Клау справился с книгой.
— Далее, в конце февраля или в начале марта 1863 года в доме поселился мистер Б. Д. Он был антикваром с европейской известностью и повадками затворника. Всего лишь с двумя слугами — старым солдатом с женой — он жил в «Парке», то есть в «Роще», с весны 1863 по осень 1865 года. Известный нам Пепли дословно пересказывает беседы с людьми, что слышали рассказы мистера Д. о том, как порой ночью звал его по имени из тополиной рощи тихий голос. Приведена беседа с его слугой и женой последнего, подтверждающая эти заявления.
Однажды сентябрьским утром мистер Д. найден был мертвым в роще. Причина смерти в точности так и не установлена. Дом приходит в упадок. Он так необитаем; его страшатся. С 1865 до 1888 года стоит он совершенно пустой.

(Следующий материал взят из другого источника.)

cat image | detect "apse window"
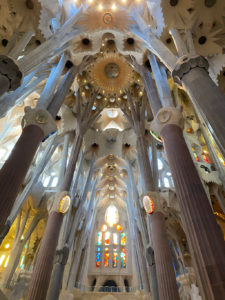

Затем усадьбу занимает некий мистер К.; но он прожил там лишь два месяца, этот К. После него усадьбу один за другим снимали еще трое жильцов. Только один из них жил там — неделю; остальные же, узнав, как должно полагать, о дурной славе дома, так в него и не въехали.
Семнадцать лет назад произошла последняя трагедия, связанная со зловещей тополиной рощей. В усадьбе появился эксцентричный старый холостяк и летом 1903 года пригласил к себе племянницу. Свидетельства указывают мне ясно, что бедняжка была невротичкой — о, это очевидно; потому объяснима трагедия. Она выпала, или выпрыгнула, из окна своей спальни однажды июньской ночью, и обнаружена была мертвой у подножия первого в роще тополя. Проклятье! это морг, этот дом!